Tomorrow, I will make a pineapple smoothie to which I will add a teaspoon of milk kefir grains and a tablespoon of milk kefir. He likes pineapple and he will finish that bloody @#$%&@!!! smoothie without knowing that he is imbibing kefir.

He will eat his kefir everyday and I will have my way in this. To hell with that nursing home meals on wheels thing. I will make his meals, buy attractive plates and pretty bowls to display the food AND the grandchildren will coax him to eat what I cook.

He doesn't really like me, you know. Like Grandma, I am bossy and controlling. His grandchildren, however, are nice. He never ceases to praise them. Apparently, it has never occurred to him to praise me for having raised his grandchildren to be nice people. Whatever it is, I dislike having the house in an uproar every time he has to go to the hospital. Gee... I spent SEVEN hours on Thursday last waiting around at the A&E as he went through test after test and one intervention after another.

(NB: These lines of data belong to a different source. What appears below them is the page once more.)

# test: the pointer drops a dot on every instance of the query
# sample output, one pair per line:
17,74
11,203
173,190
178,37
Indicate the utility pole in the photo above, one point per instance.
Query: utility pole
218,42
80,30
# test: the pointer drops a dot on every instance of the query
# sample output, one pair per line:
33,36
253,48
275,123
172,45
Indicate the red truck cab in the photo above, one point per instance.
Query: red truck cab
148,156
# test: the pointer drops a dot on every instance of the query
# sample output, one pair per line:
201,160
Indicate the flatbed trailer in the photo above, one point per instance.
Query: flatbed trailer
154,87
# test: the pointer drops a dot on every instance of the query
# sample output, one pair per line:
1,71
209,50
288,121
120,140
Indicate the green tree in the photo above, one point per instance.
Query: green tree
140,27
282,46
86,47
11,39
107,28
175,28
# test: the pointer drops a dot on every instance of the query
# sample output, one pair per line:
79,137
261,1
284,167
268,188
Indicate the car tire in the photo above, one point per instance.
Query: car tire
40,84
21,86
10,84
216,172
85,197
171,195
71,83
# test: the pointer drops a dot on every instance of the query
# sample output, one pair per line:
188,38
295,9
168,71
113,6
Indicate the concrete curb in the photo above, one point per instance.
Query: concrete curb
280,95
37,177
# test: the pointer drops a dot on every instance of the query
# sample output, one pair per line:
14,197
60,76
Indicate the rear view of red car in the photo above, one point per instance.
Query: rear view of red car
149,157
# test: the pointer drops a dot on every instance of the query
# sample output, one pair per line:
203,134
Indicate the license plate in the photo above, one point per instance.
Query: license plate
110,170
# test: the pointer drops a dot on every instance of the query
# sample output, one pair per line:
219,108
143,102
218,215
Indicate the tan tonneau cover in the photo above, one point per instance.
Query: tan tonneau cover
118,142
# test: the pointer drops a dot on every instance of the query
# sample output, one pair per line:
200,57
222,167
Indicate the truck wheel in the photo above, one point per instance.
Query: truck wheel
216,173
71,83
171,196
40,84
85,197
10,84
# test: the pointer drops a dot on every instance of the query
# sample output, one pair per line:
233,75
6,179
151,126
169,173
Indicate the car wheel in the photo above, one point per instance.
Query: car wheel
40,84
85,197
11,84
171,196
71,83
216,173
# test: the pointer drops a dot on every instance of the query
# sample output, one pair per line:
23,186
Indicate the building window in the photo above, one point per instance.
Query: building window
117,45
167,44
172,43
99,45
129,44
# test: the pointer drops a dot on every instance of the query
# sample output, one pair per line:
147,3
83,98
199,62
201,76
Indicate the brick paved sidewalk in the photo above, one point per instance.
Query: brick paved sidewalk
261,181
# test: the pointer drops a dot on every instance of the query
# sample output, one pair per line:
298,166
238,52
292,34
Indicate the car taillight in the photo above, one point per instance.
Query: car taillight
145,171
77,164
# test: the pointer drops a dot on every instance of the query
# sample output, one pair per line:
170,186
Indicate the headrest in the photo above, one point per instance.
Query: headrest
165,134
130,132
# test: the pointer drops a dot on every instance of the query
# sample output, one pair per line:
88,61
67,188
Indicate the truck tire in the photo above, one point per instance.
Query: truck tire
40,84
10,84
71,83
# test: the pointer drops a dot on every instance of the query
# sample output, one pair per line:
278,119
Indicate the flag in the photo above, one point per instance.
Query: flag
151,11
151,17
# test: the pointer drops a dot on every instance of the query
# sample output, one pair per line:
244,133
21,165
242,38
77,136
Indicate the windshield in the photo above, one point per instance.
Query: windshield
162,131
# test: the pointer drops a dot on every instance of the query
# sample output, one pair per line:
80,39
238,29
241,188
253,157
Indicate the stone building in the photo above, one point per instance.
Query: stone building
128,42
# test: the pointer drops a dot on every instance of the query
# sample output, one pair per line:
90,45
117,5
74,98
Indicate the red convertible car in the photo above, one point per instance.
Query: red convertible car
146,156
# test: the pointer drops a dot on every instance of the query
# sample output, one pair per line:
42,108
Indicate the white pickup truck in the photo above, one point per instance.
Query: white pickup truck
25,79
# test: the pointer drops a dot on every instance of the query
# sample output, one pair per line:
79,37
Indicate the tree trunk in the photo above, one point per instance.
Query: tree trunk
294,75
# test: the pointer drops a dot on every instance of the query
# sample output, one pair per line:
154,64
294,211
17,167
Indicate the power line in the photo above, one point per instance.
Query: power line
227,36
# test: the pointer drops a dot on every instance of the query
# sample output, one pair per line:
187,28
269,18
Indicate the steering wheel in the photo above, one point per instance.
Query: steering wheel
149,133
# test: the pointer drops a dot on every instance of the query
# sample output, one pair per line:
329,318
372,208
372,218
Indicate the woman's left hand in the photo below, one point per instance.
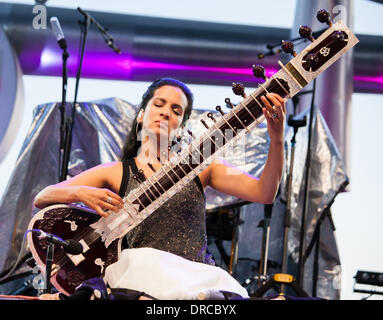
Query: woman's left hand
275,113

He will eat what I cook, and that is THAT! I will evolve into the best bloody con woman in the world, employing every subterfuge just so that he won't waste my time again waiting around in an Accident and Emergency Department.  It was no joke either, having to support all 55kgs of him (who could not walk and was only half conscious) onto the wheelchair and into the car.

The Husband was busy!

When he had to go to the toilet to pee and poop, it was NOT pleasant for us. I certainly couldn't see myself fiddling about with my father-in-law's private parts so it was a good thing my son was on holiday and my son is now a strapping young lad with good strength. Even then, the poor boy felt really weird about fiddling with his Grandpa's private parts. My son has exams coming up and he spent 7 hours at the hospital with me (away from his books) and though the dear boy did not complain, I could tell that he was worried about the lost time.

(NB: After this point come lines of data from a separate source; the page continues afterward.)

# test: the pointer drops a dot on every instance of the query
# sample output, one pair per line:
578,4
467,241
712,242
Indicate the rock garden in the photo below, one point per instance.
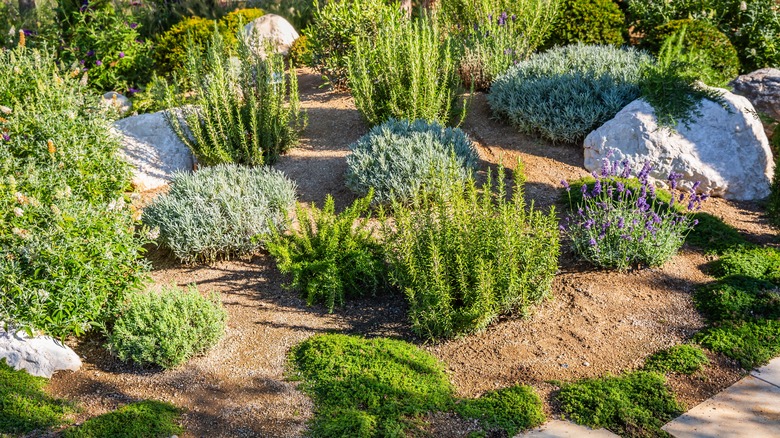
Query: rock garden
364,218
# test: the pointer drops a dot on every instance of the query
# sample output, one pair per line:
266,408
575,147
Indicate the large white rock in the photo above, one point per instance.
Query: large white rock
153,149
270,28
727,151
40,356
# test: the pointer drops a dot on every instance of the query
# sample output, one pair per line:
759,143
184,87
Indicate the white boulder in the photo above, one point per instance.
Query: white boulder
153,149
270,29
727,151
40,356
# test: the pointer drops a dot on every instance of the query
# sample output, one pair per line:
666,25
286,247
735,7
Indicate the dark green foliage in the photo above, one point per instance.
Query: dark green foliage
588,22
369,387
511,409
684,359
331,257
147,419
635,404
465,258
166,328
24,406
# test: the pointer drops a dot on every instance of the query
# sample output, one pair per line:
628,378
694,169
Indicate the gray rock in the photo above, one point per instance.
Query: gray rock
728,152
153,149
270,29
40,356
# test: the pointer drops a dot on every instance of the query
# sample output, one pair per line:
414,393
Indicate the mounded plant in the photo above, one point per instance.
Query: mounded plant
220,211
465,257
166,328
399,158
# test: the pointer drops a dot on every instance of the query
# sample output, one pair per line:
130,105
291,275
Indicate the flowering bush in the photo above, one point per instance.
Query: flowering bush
619,223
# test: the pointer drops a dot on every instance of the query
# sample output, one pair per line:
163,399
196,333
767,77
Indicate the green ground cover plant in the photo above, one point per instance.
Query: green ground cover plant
24,406
220,211
332,257
166,328
465,258
147,418
399,158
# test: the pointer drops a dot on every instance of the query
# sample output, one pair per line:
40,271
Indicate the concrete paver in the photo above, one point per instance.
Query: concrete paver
563,429
749,408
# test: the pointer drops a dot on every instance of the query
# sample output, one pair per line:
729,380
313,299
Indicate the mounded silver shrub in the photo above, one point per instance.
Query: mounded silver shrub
398,158
219,211
565,93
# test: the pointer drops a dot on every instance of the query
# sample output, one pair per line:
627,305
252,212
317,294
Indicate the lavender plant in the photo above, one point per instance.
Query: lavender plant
619,223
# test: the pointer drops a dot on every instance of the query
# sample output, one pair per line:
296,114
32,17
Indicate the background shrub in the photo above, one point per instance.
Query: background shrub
406,71
399,158
466,258
166,328
331,257
220,211
566,92
67,245
588,22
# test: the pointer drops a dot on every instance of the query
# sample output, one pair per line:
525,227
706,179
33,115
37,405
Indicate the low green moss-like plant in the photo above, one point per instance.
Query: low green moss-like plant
148,419
24,405
331,257
220,211
166,328
399,158
511,409
369,387
635,404
683,359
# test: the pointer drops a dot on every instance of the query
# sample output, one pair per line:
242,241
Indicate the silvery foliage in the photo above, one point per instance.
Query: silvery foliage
399,158
566,92
220,211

This ain't just about Grandpa's self-determination. It is also about OUR quality of life.

@#$%!@#!!!!!






2 comments:

Theanne Crossett said...

At least you care enough to try...no matter how Grandpa feels about you. Getting people to do what I want them to do has never been my strong suit and believe me I do understand. My husband Don was 17 years my senior, he had health problems when I first met him. He eventually developed Psoriatic Arthritis and a neurogenic bladder (he could not pee on his own and I had to catherize him several times a day) on top of all of his other medical conditions. He became bedridden and we spent a great deal of our time in Emergency Rooms. We had always made decisions together and had always worked well together as a team. Then I had to be the decision maker. But I was quite fortunate...Don pretty much went along with whatever I said we'd do to keep him as healthy and comfortable as possible, for as long as possible. I hope you and Grandpa will reach a level of detente and that your beautiful children will be able to convince Grandpa to do the things that will help him.

Petunia Lee said...

Thank you Thane, for sharing your experience.